牢头一把抓起许白焰,如同拎起一只瘦弱的鸡仔。接着一把将许白焰丢到了一张满是木棱的板凳之上,木棱各个细小而且尖锐,许白焰被重重的丢在椅子上,木棱之上,马上出现了血迹。
许白焰一言不发,仿佛失去了魂魄。
牢头看向了许白焰,脸上漏出了一丝喜色,笑着说道:“倒是个硬骨头,有些意思。”
接着牢头从一旁抽出几根粗麻绳,将许白焰牢牢的捆住。从一旁拿出了拶子,拶子由几根木头组成,中间连接着绳索。牢头将拶子套在了许白焰的手指之上,接着用力一拉。许白焰的每一根手指都被那木头架住。
十指连心,一阵剧烈的疼痛袭来,不过许白焰却顾不上这些,自己的心更痛,甚至在滴着鲜血。
“好小子,骨头真硬。”牢头伸手从一旁滚烫的火炉之中拿出一块烧红的烙铁,狠狠的贴在了许白焰的胸口,隔着衣服便能问到一股焦糊之味。
许白焰头高高抬起,脸上满是痛苦,作为普通人血肉之躯的许白焰如能能够忍受这般疼痛,不过即便如此,也只是让许白焰再次开口,大声发问:“我做错了吗?”
“老子管你做没做错。”牢头听着许白焰的话,心中也平添几分怒火,伸手将一旁散发着阵阵恶臭的粪桶拿起,劈头盖脸的浇在了许白焰的身上。
接着抽出一旁的鞭子,狠狠的抽打在许白焰的身上,本身就湿润的衣物被鞭子抽打格外的疼痛,更何况胸口处的烧伤碰到如此肮脏的秽物更是剧痛无比。
许白焰紧紧咬着牙,由于太过用力,牙龈都渗出了血迹。
见许白焰还不发话,牢头一脚踢在许白焰的腹部,势大力沉,对于许白焰来说无疑是一记重击,许白焰张口连同着血迹和中午吃的食物都一一吐了出来。
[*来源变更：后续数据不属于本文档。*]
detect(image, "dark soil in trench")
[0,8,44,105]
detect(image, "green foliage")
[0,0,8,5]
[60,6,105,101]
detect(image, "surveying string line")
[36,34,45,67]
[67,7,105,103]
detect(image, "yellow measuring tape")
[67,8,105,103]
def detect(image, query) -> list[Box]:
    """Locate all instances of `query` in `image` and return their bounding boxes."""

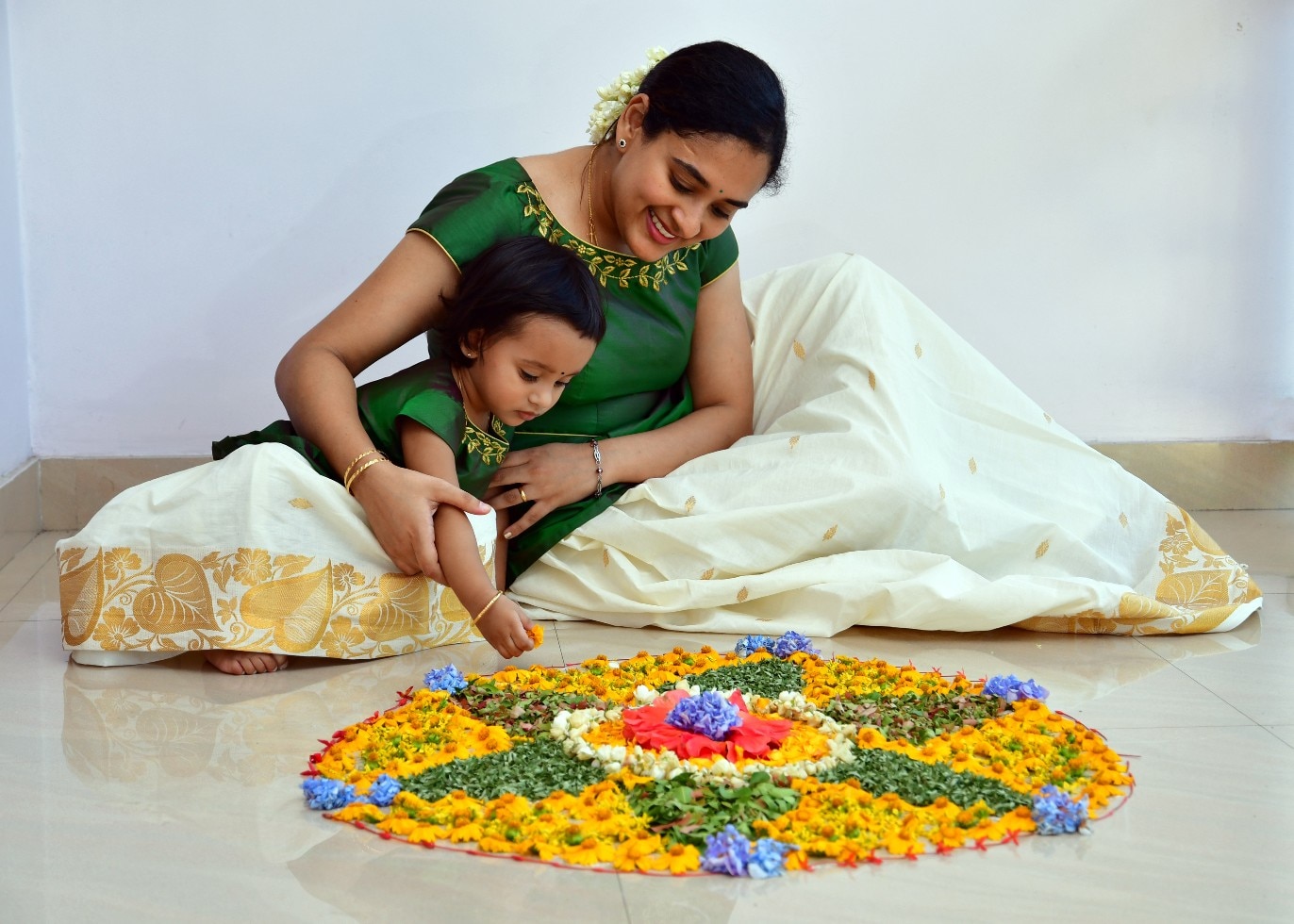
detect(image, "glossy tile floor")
[0,510,1294,924]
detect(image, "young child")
[214,237,606,673]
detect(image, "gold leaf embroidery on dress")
[463,414,507,465]
[516,183,702,291]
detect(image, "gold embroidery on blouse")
[463,414,507,465]
[516,183,702,291]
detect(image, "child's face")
[465,317,596,427]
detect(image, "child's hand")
[476,597,535,657]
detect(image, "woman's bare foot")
[202,651,288,674]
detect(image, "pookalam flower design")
[302,635,1133,879]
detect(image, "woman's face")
[611,96,769,261]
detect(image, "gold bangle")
[473,590,504,625]
[344,453,387,492]
[341,449,382,484]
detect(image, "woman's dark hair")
[626,41,787,191]
[438,236,606,366]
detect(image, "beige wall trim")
[41,455,211,529]
[1092,441,1294,511]
[0,459,41,569]
[25,441,1294,540]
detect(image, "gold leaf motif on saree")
[135,553,217,635]
[359,572,431,642]
[58,552,104,645]
[1154,570,1231,609]
[242,563,333,655]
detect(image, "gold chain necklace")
[584,145,599,247]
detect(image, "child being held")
[214,237,606,673]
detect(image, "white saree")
[58,255,1262,664]
[512,255,1262,635]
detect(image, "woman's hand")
[352,462,489,579]
[486,442,606,538]
[476,597,535,657]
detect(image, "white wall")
[10,0,1294,455]
[0,0,31,479]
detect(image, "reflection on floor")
[0,511,1294,924]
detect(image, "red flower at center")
[622,690,793,761]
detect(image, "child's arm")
[400,418,535,657]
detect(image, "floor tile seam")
[1077,716,1269,737]
[1170,657,1294,727]
[1262,725,1294,751]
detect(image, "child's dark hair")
[439,236,606,366]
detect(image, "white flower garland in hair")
[589,48,665,143]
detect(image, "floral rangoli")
[302,633,1133,878]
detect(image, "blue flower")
[302,777,356,812]
[984,674,1050,702]
[368,774,404,809]
[747,837,792,879]
[702,824,792,879]
[733,635,776,657]
[1031,785,1087,834]
[665,690,741,741]
[702,824,751,876]
[422,664,467,695]
[770,632,821,657]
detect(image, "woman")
[59,42,1262,670]
[277,41,787,580]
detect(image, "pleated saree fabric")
[512,255,1262,635]
[58,255,1262,664]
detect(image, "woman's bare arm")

“好小子,便让你在玩个好玩的。”牢头看向许白焰。脸上漏出阵阵笑容。
从一旁拿出一个麻袋,将许白焰身体紧紧套住。接着从一旁拿过一个笼子,笼子之中,装着几只瘦骨嶙峋的老鼠,老鼠眼中泛着红光,不知道饿了多少天。
牢头将麻袋放出一个小口,将老鼠一一抛了进去。
那饿了许久的老鼠问道了久违的肉味,疯狂的窜了起来,接着朝着许白焰的胸口被烫伤处跑去。老鼠在许白焰身上攀爬带来了奇痒和微微的疼痛。但是下一刻,阵阵剧痛传来,老鼠正在撕咬着许白焰胸口处的肉。
牢头看着不断隆起的麻袋,残忍的大笑了起来。
许白焰感受着胸口的剧痛,在想起高询的神态和话语,眼中居然流出了血泪,看着牢头说道:“我或许真的错了。”
牢头见许白焰如此,也吓了一跳,毕竟这是禁军交来的人物,更是说了要留住他的性命。牢头赶忙上前松开束缚着许白焰的麻袋。
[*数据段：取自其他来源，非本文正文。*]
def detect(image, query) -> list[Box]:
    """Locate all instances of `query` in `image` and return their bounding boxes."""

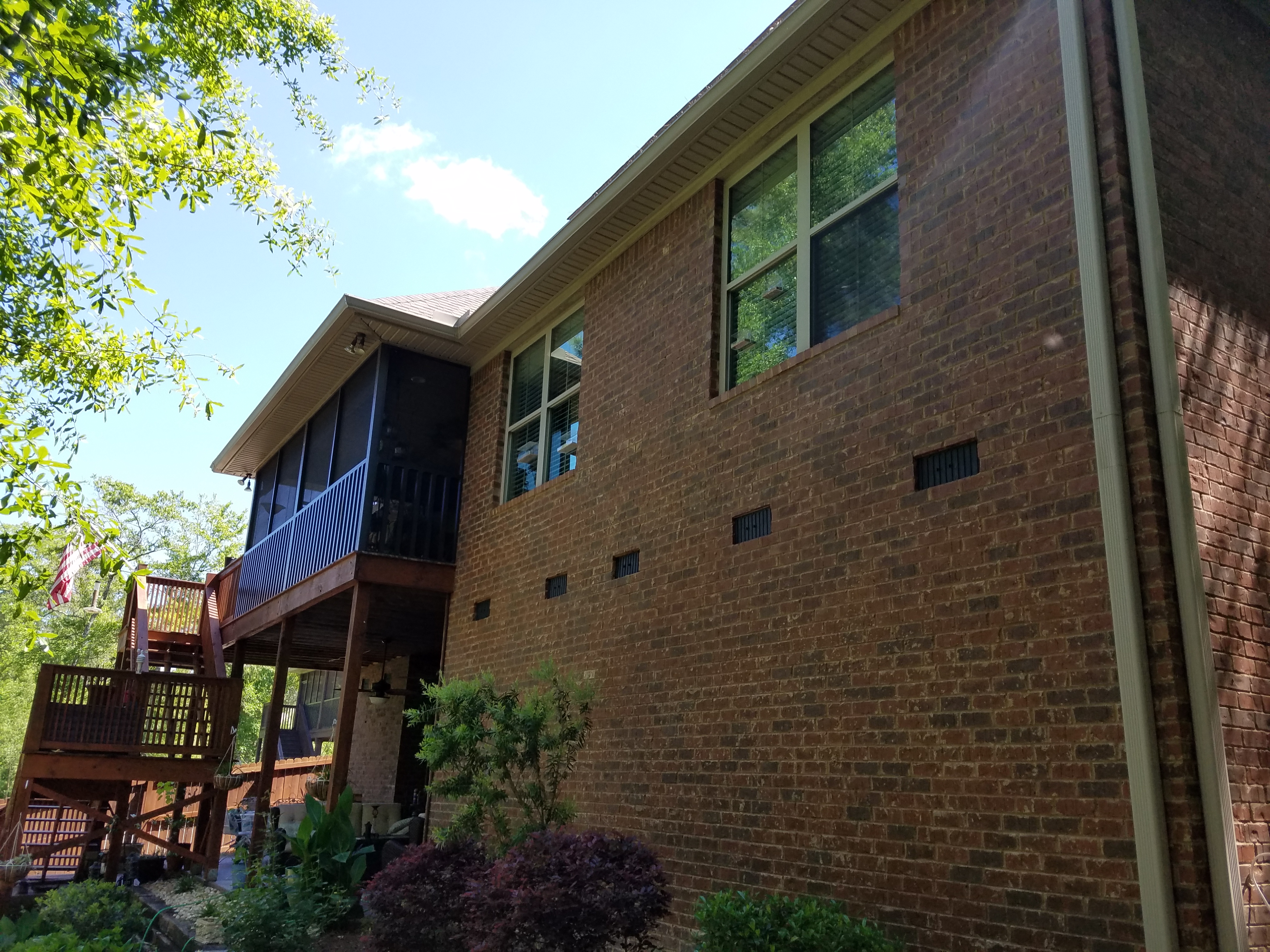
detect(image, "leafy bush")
[469,831,671,952]
[36,880,150,939]
[287,787,375,896]
[406,661,594,853]
[0,909,56,949]
[695,891,901,952]
[362,839,489,952]
[204,871,348,952]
许白焰的胸口之上已经被嘶哑出了道道伤口,还有两只老鼠死死的咬着一块皮肉,即便身体悬空也不愿意松开,牢头连忙上前,将那两只老鼠拍打了下来。
许白焰抬头看向牢头,仿佛想通了什么,开口说道:“我要见李梅方大人。”
入夜,大晋的天牢之中,出现了一个一身黑袍的人。黑袍人在牢头的指引下来到了许白焰的监舍。黑袍人摘下头套正是李梅方。李梅方虽然并非良臣,但是还是一个注重情义之人。
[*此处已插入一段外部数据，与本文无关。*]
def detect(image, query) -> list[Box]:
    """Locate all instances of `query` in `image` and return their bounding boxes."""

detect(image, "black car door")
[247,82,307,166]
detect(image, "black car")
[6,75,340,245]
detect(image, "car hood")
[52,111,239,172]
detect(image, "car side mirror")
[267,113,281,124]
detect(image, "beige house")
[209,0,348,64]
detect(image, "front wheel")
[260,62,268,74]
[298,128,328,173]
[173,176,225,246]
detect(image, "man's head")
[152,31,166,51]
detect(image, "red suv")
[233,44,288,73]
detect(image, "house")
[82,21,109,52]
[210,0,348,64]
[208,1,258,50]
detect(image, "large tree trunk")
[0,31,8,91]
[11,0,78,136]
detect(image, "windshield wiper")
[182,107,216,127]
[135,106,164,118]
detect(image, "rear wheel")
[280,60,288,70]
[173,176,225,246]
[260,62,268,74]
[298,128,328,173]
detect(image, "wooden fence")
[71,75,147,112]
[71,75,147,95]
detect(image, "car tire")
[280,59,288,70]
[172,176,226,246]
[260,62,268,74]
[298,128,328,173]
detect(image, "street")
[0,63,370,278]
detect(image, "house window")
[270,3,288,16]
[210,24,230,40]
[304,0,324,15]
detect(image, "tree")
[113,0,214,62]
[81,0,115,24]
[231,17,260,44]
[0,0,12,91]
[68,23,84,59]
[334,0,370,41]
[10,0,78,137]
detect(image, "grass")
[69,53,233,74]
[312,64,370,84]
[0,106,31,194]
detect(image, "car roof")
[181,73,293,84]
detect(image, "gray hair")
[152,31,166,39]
李梅方看着满是伤痕的许白焰,忍不住皱了皱眉头,开口问道:“许大人可有什么遗愿?”许白焰必死,这已经成了知道此事之人的共识。触了高询霉头之人,很难活着。
许白焰挣扎着起身,对着李梅方说道:“李大人能否助我再见圣上一面。”
李梅方瞬间脸色一变,连连摆手:“许大人莫要胡说,我没有这般能力,若是我在提起你,只怕明日你我只有这天牢为伴,地府相见了。”
“若是我还有手段呢。”许白焰开口说道。